BACKGROUND: Endocrine therapy (ET) remains a foundation of systemic therapy for HR+/HER2- metastatic breast cancer (MBC), although chemotherapy (CT) is used in select patients. In this "real-world" study, we explored treatment patterns, health care resource use (HCRU), costs, adverse events (AEs), and overall survival (OS) in Medicare-enrolled, older patients with HR+/HER2- MBC.
METHODS: Patients with HR+/HER2- MBC (2007-2011) and aged >66 years were retrospectively analyzed using the SEER-Medicare data. Treatment patterns, HCRU, costs, AEs, and OS after MBC diagnosis through end of study period (December 31, 2013) were examined using descriptive and multivariable analyses.

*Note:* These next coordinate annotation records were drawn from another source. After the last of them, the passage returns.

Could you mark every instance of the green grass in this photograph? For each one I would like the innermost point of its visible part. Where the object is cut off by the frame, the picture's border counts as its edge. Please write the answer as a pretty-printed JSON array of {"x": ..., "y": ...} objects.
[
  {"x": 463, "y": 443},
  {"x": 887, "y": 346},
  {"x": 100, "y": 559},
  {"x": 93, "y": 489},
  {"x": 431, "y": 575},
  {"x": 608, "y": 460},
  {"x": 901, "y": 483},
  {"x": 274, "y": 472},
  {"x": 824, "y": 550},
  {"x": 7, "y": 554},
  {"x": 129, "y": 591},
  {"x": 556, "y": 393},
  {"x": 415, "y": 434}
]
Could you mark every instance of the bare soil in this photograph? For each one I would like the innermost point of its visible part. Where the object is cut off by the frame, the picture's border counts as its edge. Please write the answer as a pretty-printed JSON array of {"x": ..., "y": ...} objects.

RESULTS: Among 3,622 eligible patients, ET was the most common treatment (77%), followed by CT (50%), radiation (48%), and surgery (19%). The proportion of patients treated with ET monotherapy decreased across therapy lines, from 74% in first line (1L) to 35% in 4L. The total number of unique therapy regimens used was 181 in 1L, 171 in 2L, 128 in 3L, and 95 in 4L. The median OS from MBC diagnosis was 25.3 months (95% CI, 24.0-26.7). In multivariable analyses, receipt of CT and combination CT + ET (versus ET monotherapy) in 1L, metastatic disease at initial diagnosis, larger tumor size, and presence of visceral and brain metastases at MBC diagnosis significantly predicted receipt of 2L therapy.
CONCLUSIONS: ET was the most common first-line treatment for study patients, but its use decreased gradually in the subsequent lines. The heterogeneity in the treatment selection highlights a lack of consensus for the management of HR+/HER2- MBC in routine practice.